I’ll admit it, the first time I read a modern graphic sex scene, I was shocked. I kept feeling that I was reading something Not Allowed and couldn’t understand why it was just sitting on a shelf, where anyone could pick it up. It should have been wrapped in brown paper and behind the counter, requiring you to ask for it.  The pictures it made in my head, so… intense. So real. So… erotic.

e-rot-ic  adj.  1. Of or concerning sexual love and desire; amatory.  2.Tending to arouse sexual desire.

The more research I do, on writers, erotica, and publishers, the more I find a subtle-and not so subtle-disapproval for writers and publishers who use graphic depictions, even by those who consider themselves unbiased.  It’s labeled ‘porn’, regardless of the depth of the story, and disregarded as serious writing, BUT somehow makes sales.  Sometimes, LOTS of sales, but that apparently only compounds its offenses.

I get it, as a society we are struggling with our sexuality, both as individuals and as ‘groups’.  We still seem to think we have the right to decide if someone is too slutty, too prudish, too confused or just wrong.  You want to have an opinion? Great. It’s normal for the mind to form opinions based on your experiences. Just don’t expect everyone else to subscribe to your particular flavor of morality.

Books are the ultimate in virtual reality.  In its pages you can explore issues, fears, hopes and fantasies.  They can pose the big questions, in a safe but challenging environment. What bothers you about ‘Tom Sawyer’ or ‘The Color Purple’ or ‘Atlas Shrugged’ or ‘Fifty Shades of Grey’ or…

Did I lose you? Possibly, but that’s ok.  It’s a hot button, for a lot of people.

Back to the word ‘erotic’.  The definition mentions sexual love.  So, if I’m doing my job right, as a writer, the description of a first touch, or a first kiss, should be considered ‘erotic’, just as much as the first penetration. Before, during, and after a sexual encounter is an especially open and vulnerable point in a relationship.
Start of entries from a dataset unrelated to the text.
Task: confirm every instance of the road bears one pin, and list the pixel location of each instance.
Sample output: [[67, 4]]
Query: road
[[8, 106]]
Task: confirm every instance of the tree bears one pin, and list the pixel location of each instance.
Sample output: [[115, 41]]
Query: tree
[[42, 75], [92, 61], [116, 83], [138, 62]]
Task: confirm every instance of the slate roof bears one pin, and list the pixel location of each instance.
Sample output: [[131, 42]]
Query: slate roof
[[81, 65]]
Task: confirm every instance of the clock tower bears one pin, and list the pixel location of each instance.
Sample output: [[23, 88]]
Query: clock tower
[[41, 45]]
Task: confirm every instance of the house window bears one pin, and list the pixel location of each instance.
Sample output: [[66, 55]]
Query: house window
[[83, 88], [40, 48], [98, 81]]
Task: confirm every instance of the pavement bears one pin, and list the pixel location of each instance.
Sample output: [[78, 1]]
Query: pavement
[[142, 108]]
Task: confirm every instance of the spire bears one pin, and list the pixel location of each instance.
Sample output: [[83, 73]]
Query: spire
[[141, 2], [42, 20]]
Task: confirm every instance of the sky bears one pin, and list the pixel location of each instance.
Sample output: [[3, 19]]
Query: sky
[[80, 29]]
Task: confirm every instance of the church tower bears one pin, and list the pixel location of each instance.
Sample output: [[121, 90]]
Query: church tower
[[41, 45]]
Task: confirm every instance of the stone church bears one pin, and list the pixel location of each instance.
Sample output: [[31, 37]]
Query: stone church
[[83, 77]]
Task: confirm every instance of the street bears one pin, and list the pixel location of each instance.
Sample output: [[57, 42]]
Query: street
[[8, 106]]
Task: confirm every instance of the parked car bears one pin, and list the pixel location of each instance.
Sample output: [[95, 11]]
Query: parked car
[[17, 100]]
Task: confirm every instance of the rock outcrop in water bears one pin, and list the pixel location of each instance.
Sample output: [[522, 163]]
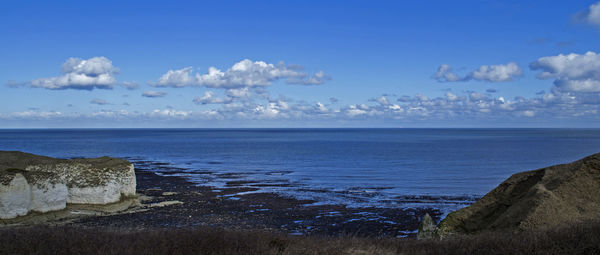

Some religions think there are three points that you can touch spiritual enlightenment; birth, sex, and death.  Sex is the only one of those you can normally do more than once. Personally, I believe this is why the sex act changes a relationship permanently, either for good or for bad.

Heck, if I am doing my job, the clenched fist hitting the face of your enemy should FEEL visceral.  (Hopefully, not erotic.)  Also, you should FEEL as if you are piloting the space craft, dancing at the Ball, eating the weird foods, and consoling your best friend. Why should I flinch away from sex?

You’re still thinking about ‘Fifty Shades’, aren’t you?  sigh.